叶う。 Chapter1
ふーふーと思わず息が出てしまうくらい重たい本を両手でぶら下げながら、駅前の信号を渡る。
そして、ふと足を止めた。
駅から自宅に戻るのは、正確には二つのルートがある。
一つはいつも通るピアノ教室の前を通って、まばらにある住宅街を抜けていく道。
普段は必ずそっちの道を通る。
理由は人通りも多いし、安全だから。
でもその道は少し遠回りなので、駅からだと徒歩20分くらいの時間がかかる。
そしてもう一つある道は、徒歩10分程度で自宅まで着くのだけれど、俗に言う裏通りという道で、まともな人はあまり通らない道だった。

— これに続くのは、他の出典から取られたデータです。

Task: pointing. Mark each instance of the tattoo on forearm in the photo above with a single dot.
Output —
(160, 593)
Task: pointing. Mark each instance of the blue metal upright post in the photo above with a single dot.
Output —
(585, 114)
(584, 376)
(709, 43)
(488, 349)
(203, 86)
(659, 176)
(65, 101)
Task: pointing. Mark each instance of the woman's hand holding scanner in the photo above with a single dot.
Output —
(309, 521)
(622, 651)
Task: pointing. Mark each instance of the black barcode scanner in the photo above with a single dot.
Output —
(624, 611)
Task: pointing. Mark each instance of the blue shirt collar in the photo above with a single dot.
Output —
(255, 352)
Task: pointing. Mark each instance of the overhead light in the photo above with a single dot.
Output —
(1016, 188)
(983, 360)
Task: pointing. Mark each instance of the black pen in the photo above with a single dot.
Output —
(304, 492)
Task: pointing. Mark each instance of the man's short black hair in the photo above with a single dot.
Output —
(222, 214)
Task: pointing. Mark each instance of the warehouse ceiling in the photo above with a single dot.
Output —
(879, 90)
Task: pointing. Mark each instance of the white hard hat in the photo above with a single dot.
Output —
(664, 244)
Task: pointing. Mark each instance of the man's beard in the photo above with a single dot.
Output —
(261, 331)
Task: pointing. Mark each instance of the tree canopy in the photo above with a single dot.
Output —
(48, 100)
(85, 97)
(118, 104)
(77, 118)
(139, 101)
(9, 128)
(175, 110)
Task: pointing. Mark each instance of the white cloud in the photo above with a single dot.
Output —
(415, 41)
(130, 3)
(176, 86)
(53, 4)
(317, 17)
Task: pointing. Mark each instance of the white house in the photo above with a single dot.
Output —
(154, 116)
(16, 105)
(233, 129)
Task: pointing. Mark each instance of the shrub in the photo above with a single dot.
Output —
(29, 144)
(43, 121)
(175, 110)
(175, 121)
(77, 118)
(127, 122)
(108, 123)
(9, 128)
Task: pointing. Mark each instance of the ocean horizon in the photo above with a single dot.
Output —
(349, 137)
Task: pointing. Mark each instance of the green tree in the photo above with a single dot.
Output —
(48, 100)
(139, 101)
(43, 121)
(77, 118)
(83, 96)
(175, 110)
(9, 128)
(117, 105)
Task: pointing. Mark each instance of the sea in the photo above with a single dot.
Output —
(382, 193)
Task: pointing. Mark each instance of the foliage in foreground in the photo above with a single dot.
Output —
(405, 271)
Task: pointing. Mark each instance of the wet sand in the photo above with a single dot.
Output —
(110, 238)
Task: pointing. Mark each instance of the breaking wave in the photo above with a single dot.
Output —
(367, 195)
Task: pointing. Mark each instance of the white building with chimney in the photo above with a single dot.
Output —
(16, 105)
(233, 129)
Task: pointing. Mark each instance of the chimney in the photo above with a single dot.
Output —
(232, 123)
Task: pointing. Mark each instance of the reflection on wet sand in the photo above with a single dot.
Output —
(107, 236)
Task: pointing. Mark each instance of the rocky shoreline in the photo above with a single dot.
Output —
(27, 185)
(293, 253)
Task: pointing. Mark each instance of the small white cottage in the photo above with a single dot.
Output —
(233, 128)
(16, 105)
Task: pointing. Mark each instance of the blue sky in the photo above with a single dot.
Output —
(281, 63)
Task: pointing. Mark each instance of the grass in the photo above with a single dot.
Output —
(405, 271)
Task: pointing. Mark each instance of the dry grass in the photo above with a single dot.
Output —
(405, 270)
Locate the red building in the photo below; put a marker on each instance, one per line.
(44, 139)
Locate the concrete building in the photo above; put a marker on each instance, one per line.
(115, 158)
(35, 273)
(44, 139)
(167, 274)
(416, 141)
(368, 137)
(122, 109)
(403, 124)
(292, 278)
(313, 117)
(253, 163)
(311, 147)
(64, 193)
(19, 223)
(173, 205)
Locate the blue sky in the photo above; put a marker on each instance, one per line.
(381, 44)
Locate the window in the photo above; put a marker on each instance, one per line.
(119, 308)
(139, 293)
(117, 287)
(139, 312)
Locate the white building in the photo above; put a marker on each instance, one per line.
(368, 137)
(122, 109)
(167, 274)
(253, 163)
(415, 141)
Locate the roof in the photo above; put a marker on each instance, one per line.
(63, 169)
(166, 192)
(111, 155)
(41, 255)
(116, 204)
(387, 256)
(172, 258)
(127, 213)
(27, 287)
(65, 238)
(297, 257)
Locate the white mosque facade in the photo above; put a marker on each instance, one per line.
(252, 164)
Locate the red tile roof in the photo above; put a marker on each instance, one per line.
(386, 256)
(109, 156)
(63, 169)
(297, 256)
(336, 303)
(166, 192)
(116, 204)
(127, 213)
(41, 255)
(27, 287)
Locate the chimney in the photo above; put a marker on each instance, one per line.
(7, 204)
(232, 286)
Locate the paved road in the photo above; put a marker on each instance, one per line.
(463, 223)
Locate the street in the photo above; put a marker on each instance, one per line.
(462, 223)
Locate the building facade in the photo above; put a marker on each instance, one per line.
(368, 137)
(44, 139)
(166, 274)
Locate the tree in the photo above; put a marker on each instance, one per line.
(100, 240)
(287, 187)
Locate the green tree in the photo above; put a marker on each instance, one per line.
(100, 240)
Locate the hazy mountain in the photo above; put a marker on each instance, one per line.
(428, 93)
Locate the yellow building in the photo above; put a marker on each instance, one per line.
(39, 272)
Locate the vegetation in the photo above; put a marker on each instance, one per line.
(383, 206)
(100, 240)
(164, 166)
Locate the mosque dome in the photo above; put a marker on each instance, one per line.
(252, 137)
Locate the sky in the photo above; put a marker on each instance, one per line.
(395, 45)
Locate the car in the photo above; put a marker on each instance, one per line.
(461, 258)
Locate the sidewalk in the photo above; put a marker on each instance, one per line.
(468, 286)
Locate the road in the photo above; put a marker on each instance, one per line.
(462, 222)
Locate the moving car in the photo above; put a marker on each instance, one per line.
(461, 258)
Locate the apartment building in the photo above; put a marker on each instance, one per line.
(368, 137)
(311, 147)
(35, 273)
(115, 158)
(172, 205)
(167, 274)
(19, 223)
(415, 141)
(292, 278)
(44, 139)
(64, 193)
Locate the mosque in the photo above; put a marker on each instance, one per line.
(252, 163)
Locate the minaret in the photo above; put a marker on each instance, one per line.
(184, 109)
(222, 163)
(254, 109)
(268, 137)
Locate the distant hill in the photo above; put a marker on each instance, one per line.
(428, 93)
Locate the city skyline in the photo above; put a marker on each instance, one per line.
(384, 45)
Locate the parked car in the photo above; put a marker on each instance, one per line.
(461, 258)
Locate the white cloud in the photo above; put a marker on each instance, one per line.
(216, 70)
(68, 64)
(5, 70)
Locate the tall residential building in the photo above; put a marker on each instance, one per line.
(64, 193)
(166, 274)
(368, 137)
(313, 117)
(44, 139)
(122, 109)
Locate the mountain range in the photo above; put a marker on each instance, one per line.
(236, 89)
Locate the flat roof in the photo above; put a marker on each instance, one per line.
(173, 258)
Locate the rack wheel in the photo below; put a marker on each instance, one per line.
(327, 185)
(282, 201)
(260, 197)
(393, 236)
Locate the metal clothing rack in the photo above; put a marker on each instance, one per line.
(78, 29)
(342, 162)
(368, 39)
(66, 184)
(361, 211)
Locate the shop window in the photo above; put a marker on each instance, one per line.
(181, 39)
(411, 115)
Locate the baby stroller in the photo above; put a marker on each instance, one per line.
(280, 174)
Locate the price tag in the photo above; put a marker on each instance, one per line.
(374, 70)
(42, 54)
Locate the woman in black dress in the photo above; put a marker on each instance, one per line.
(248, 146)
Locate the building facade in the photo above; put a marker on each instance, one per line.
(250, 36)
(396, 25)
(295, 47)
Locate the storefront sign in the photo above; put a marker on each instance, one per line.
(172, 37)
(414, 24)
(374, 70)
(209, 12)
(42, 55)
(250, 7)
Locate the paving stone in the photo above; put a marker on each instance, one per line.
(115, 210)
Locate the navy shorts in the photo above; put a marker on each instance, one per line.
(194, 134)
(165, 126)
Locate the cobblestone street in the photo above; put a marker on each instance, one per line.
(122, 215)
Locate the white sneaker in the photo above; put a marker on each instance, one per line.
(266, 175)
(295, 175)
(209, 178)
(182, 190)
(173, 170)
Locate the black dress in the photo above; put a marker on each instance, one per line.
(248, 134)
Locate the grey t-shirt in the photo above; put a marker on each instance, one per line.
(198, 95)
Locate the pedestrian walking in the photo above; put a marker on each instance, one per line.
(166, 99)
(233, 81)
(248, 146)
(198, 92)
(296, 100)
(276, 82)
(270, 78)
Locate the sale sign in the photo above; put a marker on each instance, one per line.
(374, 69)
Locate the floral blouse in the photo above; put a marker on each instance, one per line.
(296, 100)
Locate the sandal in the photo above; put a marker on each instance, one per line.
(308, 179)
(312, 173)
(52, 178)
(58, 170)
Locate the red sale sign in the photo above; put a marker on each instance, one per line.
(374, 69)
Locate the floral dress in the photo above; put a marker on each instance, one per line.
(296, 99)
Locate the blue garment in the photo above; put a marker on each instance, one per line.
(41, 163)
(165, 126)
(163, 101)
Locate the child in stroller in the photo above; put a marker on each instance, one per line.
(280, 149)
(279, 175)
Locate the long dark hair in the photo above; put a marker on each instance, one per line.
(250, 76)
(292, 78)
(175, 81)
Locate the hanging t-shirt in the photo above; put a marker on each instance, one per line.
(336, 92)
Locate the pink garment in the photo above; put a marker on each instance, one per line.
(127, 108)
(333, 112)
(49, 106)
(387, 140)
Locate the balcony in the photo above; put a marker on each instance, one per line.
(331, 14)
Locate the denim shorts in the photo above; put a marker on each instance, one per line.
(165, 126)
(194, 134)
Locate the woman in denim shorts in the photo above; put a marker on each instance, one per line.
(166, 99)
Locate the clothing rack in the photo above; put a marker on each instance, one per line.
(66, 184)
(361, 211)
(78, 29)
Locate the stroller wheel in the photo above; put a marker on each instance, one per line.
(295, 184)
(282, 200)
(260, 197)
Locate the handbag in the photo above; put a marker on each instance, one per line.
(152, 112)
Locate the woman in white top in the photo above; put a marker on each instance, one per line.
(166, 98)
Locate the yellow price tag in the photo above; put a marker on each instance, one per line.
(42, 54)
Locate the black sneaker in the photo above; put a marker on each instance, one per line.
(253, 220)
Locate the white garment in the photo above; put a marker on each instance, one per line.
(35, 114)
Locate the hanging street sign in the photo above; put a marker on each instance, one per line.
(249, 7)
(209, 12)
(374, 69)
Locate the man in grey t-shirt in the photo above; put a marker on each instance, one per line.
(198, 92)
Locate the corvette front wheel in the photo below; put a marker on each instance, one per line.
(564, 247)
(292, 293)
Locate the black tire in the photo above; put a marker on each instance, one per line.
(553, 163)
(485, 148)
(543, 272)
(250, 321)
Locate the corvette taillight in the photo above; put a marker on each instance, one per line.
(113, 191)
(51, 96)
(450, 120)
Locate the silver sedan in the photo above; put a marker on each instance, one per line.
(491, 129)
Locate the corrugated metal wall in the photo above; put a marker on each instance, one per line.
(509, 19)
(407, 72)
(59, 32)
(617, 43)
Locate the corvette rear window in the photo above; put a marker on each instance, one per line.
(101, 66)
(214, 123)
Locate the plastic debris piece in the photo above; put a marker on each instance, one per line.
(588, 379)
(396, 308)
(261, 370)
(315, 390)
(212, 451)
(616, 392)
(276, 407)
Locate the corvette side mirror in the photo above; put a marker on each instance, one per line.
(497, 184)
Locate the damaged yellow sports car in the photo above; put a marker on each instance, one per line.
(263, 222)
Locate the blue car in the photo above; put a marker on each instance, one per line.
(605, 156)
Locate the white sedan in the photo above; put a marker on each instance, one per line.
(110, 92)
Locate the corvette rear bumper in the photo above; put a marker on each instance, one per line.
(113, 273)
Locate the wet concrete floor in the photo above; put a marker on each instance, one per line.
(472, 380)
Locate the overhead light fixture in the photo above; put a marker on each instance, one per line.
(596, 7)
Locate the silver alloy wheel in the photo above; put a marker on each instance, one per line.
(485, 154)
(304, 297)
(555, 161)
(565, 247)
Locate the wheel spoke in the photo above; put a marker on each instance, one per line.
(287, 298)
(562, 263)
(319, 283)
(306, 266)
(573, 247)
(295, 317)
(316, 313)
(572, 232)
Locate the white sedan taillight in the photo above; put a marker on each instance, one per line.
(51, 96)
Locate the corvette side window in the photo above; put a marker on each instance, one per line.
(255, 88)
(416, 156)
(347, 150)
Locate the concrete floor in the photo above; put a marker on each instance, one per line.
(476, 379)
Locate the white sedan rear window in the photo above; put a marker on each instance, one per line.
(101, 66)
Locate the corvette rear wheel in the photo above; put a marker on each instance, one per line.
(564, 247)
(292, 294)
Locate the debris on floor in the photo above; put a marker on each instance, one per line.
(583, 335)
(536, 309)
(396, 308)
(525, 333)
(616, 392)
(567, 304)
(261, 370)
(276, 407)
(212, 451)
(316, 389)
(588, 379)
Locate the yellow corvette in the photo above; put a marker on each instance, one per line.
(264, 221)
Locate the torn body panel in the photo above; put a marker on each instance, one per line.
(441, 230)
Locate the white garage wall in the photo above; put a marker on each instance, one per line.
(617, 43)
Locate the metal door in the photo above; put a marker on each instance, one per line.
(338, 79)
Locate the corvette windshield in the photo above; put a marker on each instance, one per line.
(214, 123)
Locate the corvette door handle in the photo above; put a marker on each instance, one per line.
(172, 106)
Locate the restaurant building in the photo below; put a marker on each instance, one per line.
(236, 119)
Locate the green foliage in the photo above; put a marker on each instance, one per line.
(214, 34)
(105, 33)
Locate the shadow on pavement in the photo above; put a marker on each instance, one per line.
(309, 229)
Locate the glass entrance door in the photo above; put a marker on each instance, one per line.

その道は、明らかに如何わしいお店や、ラブホテル、ナイトクラブなどが立ち並ぶいかにも怪しさ満点の通りだった。
もちろんその通りだって人通りが少ないわけじゃない。
普段なら絶対通る事すら考えないのだけれど、両手に圧し掛かる重みに、10分の時間短縮という誘惑はとても魅力を感じてしまう。
昼間なら何度か通った事もあるし、なるべく急いで抜ければ大丈夫だろう。
私はそう考えて、薄暗い裏道へと歩いていった。